How to allocate GpuMat in shared (not dedicated) GPU memory? [duplicate] - opencv

So I installed the GPU version of TensorFlow on a Windows 10 machine with a GeForce GTX 980 graphics card on it.
Admittedly, I know very little about graphics cards, but according to dxdiag it does have:
4060MB of dedicated memory (VRAM) and;
8163MB of shared memory
for a total of about 12224MB.
What I noticed, though, is that this "shared" memory seems to be pretty much useless. When I start training a model, the VRAM will fill up and if the memory requirement exceeds these 4GB, TensorFlow will crash with a "resource exhausted" error message.
I CAN, of course, prevent reaching that point by choosing the batch size suitably low, but I do wonder if there's a way to make use of these "extra" 8GB of RAM, or if that's it and TensorFlow requires the memory to be dedicated.
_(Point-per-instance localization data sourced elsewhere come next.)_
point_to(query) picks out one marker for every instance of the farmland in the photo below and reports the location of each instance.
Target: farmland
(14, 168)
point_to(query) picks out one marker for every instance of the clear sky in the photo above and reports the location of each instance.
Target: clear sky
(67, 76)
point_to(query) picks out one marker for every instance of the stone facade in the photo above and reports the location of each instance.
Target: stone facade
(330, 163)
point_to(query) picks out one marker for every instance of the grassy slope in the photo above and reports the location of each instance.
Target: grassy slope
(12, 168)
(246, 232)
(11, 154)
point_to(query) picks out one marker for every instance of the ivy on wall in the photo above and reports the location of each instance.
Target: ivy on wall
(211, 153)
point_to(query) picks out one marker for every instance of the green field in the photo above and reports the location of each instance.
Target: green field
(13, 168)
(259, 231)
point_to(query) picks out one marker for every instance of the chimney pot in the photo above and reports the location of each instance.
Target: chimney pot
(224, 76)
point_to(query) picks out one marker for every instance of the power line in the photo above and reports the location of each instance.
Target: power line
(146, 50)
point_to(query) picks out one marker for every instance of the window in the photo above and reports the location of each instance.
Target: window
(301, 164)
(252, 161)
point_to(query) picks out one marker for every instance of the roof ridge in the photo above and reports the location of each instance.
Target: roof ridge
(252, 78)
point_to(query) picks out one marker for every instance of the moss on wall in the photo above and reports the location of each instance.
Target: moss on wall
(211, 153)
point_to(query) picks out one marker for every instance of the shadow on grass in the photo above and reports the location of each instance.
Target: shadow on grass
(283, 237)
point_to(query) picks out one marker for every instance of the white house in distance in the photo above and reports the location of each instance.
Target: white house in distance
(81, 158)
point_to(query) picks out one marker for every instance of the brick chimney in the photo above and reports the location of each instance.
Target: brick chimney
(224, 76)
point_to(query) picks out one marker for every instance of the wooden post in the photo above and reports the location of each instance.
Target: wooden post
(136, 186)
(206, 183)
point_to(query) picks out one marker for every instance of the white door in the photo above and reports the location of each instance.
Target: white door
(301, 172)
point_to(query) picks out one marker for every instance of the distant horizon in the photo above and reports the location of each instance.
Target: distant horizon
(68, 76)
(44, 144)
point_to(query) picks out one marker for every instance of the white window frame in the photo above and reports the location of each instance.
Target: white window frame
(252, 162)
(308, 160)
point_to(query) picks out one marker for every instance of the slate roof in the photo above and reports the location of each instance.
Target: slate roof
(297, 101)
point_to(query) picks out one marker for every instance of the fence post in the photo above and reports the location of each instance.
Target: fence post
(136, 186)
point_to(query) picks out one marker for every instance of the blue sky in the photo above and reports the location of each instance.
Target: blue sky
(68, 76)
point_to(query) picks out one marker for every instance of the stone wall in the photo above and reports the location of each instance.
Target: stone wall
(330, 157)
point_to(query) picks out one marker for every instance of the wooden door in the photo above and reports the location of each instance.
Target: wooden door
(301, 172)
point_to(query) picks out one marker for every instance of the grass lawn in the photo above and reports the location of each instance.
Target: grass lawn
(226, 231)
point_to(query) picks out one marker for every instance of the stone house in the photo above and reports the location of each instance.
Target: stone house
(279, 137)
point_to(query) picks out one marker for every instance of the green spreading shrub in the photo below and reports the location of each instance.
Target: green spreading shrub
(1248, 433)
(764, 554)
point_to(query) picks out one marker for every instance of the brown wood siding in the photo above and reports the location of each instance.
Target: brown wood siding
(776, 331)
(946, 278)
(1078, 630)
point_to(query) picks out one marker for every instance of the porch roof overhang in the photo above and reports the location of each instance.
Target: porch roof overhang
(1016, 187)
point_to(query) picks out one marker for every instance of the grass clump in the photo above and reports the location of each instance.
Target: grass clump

Shared memory is an area of the main system RAM reserved for graphics. References:
https://en.wikipedia.org/wiki/Shared_graphics_memory
https://www.makeuseof.com/tag/can-shared-graphics-finally-compete-with-a-dedicated-graphics-card/
https://youtube.com/watch?v=E5WyJY1zwcQ
This type of memory is what integrated graphics eg Intel HD series typically use.
This is not on your NVIDIA GPU, and CUDA can't use it. Tensorflow can't use it when running on GPU because CUDA can't use it, and also when running on CPU because it's reserved for graphics.
Even if CUDA could use it somehow. It won't be useful because system RAM bandwidth is around 10x less than GPU memory bandwidth, and you have to somehow get the data to and from the GPU over the slow (and high latency) PCIE bus.
Bandwidth numbers for reference :
GeForce GTX 980: 224 GB/s
DDR4 on desktop motherboard: approx 25GB/s
PCIe 16x: 16GB/s
This doesn't take into account latency. In practice, running a GPU compute task on data which is too big to fit in GPU memory and has to be transferred over PCIe every time it is accessed is so slow for most types of compute that doing the same calculation on CPU would be much faster.
Why do you see that kind of memory being allocated when you have a NVIDIA card in your machine? Good question. I can think of a couple of possibilities:
(a) You have both NVIDIA and Intel graphics drivers active (eg as happens when running different displays on both). Uninstaller the Intel drivers and/or disable Intel HD graphics in the BIOS and shared memory will disappear.
(b) NVIDIA is using it. This may be eg extra texture memory, etc. It could also not be real memory but just a memory mapped area that corresponds to GPU memory. Look in the advanced settings of the NVIDIA driver for a setting that controls this.
In any case, no, there isn't anything that Tensorflow can use.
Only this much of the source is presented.